23 de septiembre de 2015

Promesa

Me aferro a una felicidad que poco a poco se desvanece porque deseo que sea eterna. Todo parece ser luz, todo parece perfecto. Pero cuanto más deseas algo, el mundo más ansias tiene de quitártelo. Te da razones para dejar de sonreír, para sollozar y para retener las lágrimas siempre bajo los párpados. Te da motivos para avergonzarte y para querer escapar de una vida que no soportas.
Aguantas y te das cuenta de que sólo hay una promesa que te obliga a permanecer, quizá sólo es una excusa, porque en realidad no tienes el valor de huir del dolor y del sufrimiento. ¿De qué sirve mentirte?
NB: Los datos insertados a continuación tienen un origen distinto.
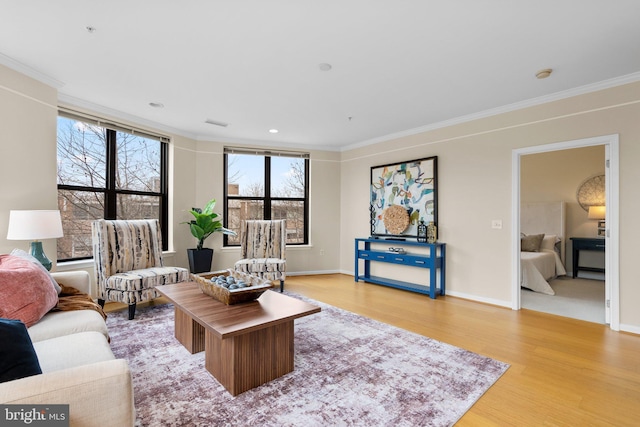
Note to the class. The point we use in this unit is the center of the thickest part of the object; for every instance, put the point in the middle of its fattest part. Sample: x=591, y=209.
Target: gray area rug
x=349, y=371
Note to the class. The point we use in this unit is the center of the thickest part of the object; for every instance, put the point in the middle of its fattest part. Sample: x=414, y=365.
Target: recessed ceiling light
x=216, y=123
x=543, y=74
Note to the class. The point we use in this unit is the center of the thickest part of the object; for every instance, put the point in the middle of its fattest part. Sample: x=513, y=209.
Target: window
x=106, y=171
x=267, y=185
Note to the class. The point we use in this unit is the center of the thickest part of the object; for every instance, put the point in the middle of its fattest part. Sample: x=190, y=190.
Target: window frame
x=110, y=190
x=266, y=199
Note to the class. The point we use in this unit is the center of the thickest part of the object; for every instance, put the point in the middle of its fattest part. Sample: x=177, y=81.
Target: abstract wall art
x=402, y=194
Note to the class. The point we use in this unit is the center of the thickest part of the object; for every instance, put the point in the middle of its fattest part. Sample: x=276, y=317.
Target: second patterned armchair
x=263, y=245
x=128, y=261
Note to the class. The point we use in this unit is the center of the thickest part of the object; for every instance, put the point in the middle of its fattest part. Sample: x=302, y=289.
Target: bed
x=542, y=227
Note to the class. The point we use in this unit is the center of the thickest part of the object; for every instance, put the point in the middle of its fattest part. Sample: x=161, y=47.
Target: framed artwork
x=402, y=194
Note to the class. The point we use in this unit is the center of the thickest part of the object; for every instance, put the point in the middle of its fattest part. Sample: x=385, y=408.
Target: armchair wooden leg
x=132, y=310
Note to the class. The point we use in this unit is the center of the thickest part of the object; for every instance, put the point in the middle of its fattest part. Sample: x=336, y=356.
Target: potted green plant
x=205, y=223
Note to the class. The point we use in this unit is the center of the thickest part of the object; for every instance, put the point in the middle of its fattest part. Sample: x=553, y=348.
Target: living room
x=475, y=161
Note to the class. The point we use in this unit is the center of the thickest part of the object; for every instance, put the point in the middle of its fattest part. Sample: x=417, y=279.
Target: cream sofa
x=78, y=367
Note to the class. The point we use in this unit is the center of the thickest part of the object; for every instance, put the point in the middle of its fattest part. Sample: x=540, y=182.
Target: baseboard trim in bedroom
x=630, y=329
x=475, y=298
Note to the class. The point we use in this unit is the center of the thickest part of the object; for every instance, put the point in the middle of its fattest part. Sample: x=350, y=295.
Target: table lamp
x=599, y=213
x=35, y=226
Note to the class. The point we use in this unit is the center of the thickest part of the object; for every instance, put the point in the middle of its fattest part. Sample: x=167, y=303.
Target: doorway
x=610, y=145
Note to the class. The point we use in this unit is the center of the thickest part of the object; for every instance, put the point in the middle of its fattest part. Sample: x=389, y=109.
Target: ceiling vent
x=216, y=123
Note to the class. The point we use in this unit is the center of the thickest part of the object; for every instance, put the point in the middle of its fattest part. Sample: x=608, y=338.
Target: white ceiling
x=397, y=66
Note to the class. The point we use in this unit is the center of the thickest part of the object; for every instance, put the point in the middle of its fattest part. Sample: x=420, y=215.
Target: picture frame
x=402, y=194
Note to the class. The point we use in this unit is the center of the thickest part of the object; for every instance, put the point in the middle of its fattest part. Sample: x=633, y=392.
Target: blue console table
x=433, y=261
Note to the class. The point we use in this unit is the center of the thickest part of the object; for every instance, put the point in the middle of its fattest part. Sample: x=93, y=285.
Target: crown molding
x=30, y=72
x=264, y=143
x=72, y=101
x=581, y=90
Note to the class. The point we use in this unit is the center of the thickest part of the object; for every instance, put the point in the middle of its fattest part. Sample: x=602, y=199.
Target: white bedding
x=536, y=268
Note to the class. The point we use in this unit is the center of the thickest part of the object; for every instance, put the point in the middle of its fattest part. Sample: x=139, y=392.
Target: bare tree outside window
x=104, y=173
x=249, y=197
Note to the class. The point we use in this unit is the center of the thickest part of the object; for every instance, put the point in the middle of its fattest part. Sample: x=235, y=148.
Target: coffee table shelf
x=246, y=344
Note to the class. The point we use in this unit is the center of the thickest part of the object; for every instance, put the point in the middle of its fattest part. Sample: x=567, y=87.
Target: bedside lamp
x=599, y=213
x=35, y=226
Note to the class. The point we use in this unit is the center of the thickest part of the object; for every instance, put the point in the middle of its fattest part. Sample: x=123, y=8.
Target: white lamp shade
x=597, y=212
x=34, y=225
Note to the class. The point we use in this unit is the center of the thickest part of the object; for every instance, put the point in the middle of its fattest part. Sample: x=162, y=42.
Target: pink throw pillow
x=26, y=292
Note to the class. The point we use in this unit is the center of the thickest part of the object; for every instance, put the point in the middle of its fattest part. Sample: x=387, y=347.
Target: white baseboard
x=475, y=298
x=630, y=328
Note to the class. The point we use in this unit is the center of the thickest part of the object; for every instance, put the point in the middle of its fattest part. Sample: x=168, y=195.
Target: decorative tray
x=254, y=286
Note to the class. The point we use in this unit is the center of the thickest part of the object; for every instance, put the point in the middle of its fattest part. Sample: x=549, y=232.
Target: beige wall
x=474, y=162
x=556, y=176
x=28, y=112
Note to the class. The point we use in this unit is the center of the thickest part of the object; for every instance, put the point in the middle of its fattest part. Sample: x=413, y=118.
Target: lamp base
x=38, y=253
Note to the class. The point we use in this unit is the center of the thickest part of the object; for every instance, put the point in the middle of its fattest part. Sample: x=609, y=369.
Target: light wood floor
x=564, y=372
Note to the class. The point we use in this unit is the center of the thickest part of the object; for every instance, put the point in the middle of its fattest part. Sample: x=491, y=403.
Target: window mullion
x=110, y=203
x=267, y=187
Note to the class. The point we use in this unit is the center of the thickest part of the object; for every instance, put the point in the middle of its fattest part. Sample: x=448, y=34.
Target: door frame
x=612, y=274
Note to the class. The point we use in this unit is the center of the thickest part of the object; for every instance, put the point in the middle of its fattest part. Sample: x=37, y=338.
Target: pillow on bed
x=531, y=243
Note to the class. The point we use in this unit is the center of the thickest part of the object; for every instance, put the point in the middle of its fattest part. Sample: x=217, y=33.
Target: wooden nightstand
x=586, y=244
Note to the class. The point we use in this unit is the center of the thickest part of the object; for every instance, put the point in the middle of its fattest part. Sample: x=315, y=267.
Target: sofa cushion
x=18, y=358
x=26, y=292
x=59, y=323
x=72, y=350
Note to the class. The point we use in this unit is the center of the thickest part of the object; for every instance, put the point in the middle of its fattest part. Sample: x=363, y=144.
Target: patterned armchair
x=128, y=261
x=263, y=246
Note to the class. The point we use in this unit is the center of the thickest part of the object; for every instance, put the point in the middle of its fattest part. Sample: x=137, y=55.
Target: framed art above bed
x=401, y=195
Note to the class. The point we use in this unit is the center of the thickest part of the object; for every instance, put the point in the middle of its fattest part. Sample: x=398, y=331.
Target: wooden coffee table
x=246, y=344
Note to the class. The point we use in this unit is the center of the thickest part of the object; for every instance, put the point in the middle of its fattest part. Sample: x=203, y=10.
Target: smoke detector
x=543, y=74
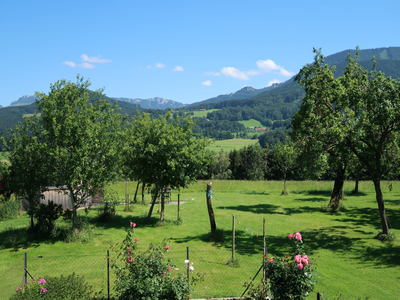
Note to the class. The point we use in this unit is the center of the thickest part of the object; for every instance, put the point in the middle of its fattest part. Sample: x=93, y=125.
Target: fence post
x=25, y=280
x=108, y=274
x=187, y=250
x=179, y=196
x=233, y=238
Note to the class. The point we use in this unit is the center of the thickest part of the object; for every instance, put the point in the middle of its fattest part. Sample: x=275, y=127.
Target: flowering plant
x=147, y=274
x=291, y=277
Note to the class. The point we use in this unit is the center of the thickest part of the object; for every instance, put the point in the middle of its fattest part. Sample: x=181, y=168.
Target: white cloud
x=253, y=72
x=213, y=73
x=269, y=66
x=98, y=59
x=178, y=69
x=230, y=71
x=273, y=81
x=69, y=63
x=86, y=66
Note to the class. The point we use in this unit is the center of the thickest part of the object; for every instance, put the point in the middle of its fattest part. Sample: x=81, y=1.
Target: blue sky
x=185, y=51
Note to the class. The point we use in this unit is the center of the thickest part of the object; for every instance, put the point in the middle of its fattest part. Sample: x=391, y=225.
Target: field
x=251, y=122
x=349, y=260
x=228, y=145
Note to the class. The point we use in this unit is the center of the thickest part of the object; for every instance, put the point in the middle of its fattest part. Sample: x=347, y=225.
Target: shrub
x=9, y=209
x=69, y=287
x=148, y=275
x=291, y=277
x=108, y=210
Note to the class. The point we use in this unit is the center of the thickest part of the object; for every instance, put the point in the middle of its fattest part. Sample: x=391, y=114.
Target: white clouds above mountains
x=178, y=69
x=86, y=62
x=230, y=71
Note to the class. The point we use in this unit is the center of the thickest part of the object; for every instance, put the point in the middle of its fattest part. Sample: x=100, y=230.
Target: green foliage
x=108, y=209
x=148, y=274
x=46, y=216
x=291, y=276
x=63, y=287
x=9, y=209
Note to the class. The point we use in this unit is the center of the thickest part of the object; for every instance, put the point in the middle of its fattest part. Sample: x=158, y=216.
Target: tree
x=81, y=137
x=163, y=152
x=372, y=110
x=28, y=162
x=358, y=112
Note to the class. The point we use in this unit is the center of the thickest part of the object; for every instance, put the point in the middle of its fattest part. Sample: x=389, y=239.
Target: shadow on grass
x=245, y=244
x=257, y=209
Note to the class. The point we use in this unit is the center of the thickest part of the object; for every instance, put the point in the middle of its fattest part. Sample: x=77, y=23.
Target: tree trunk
x=209, y=207
x=357, y=181
x=153, y=202
x=143, y=186
x=381, y=206
x=137, y=188
x=162, y=205
x=337, y=189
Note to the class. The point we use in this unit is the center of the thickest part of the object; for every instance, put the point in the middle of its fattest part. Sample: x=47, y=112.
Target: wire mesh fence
x=223, y=277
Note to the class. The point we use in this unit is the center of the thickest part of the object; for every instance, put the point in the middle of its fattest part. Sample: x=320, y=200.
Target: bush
x=83, y=232
x=9, y=209
x=108, y=210
x=70, y=287
x=148, y=275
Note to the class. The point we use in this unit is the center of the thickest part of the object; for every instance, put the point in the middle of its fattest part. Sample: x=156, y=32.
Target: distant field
x=229, y=145
x=251, y=122
x=202, y=113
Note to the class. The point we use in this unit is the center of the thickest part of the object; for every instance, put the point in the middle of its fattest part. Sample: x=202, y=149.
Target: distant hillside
x=152, y=103
x=244, y=93
x=24, y=100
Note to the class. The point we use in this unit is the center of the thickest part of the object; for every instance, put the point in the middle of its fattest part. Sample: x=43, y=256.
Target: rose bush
x=147, y=274
x=291, y=277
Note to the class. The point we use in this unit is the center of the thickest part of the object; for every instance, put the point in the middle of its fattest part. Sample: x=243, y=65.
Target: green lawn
x=251, y=122
x=350, y=261
x=231, y=144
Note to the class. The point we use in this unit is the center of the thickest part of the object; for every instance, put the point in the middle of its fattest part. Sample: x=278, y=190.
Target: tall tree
x=81, y=133
x=28, y=162
x=164, y=152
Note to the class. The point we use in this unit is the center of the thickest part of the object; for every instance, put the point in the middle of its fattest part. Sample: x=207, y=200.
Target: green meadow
x=228, y=145
x=349, y=260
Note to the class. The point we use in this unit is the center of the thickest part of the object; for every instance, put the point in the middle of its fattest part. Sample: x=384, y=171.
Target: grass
x=231, y=144
x=350, y=261
x=251, y=122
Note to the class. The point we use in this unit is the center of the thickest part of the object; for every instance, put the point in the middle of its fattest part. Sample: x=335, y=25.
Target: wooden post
x=209, y=207
x=179, y=196
x=233, y=238
x=264, y=255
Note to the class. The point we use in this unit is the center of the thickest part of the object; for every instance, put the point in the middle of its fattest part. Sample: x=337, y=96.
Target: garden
x=349, y=262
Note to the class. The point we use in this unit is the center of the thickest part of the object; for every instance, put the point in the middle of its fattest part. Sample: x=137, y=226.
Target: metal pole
x=233, y=238
x=25, y=268
x=179, y=196
x=187, y=250
x=108, y=274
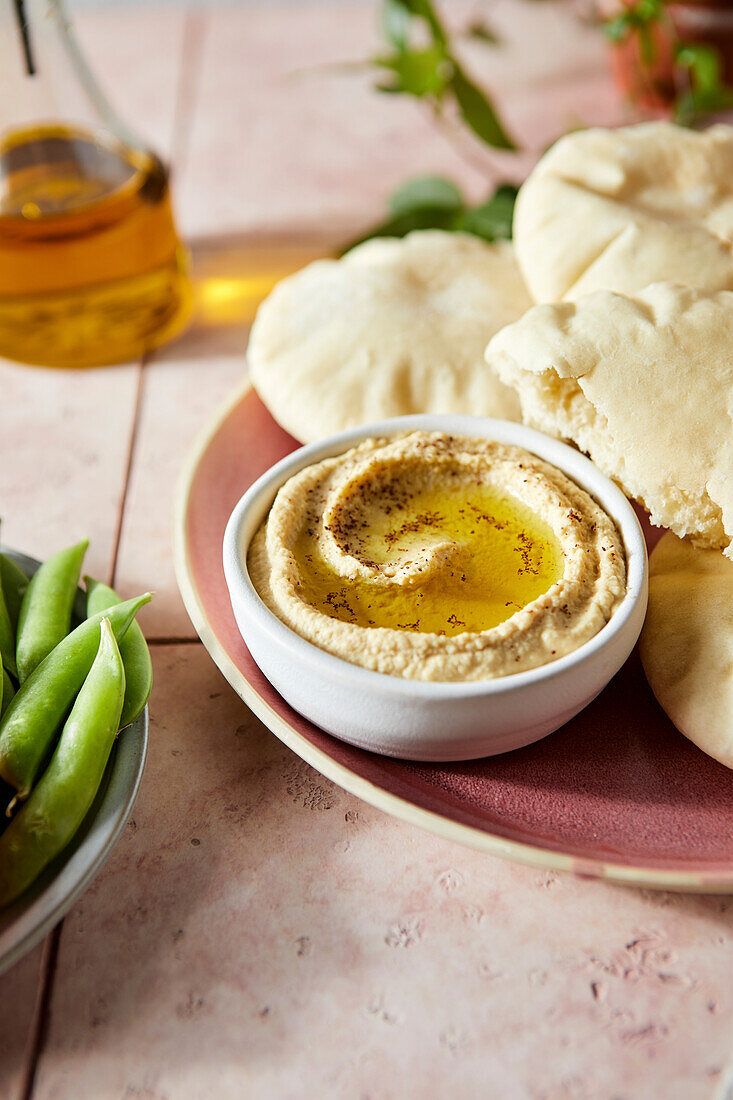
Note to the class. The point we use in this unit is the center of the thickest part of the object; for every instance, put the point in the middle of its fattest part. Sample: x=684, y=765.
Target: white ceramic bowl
x=434, y=721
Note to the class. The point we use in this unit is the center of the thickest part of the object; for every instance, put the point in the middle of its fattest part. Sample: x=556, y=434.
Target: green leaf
x=695, y=105
x=425, y=193
x=417, y=72
x=478, y=112
x=395, y=23
x=406, y=223
x=702, y=62
x=492, y=220
x=425, y=10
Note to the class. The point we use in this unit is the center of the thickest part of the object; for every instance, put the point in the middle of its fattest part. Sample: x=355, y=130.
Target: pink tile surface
x=279, y=140
x=259, y=928
x=177, y=398
x=18, y=1002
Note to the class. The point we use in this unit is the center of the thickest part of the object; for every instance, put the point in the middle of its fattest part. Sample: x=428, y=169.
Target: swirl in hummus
x=436, y=557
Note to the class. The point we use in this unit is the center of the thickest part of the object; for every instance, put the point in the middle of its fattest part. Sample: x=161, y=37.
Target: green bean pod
x=62, y=798
x=8, y=692
x=37, y=708
x=13, y=582
x=7, y=636
x=45, y=614
x=133, y=649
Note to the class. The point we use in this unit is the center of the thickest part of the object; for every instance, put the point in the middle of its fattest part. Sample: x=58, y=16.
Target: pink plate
x=617, y=792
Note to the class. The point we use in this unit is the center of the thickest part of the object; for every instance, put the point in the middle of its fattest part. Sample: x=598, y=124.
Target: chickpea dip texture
x=436, y=557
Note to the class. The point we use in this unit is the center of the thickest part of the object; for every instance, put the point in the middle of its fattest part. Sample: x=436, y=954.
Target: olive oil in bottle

Hiciste esa promesa porque en realidad no querías escapar, porque mantenías la ilusión y la esperanza de que por fin sucediera, de que fueras feliz. 

Hay veces que me obligo a creer que lo bueno llegará, pues dicen que hay que esperar, que las cosas llegan cuando menos te lo esperas. Pero, ¿qué sentido tiene si siempre estoy esperando? Me paro a pensar en todos esos momentos en los que he sido feliz y los comparo con todos aquellos momentos de los que me avergüenzo, en los que me he equivocado y que me gustaría cambiar. ¿De verdad permanecer es la mejor opción?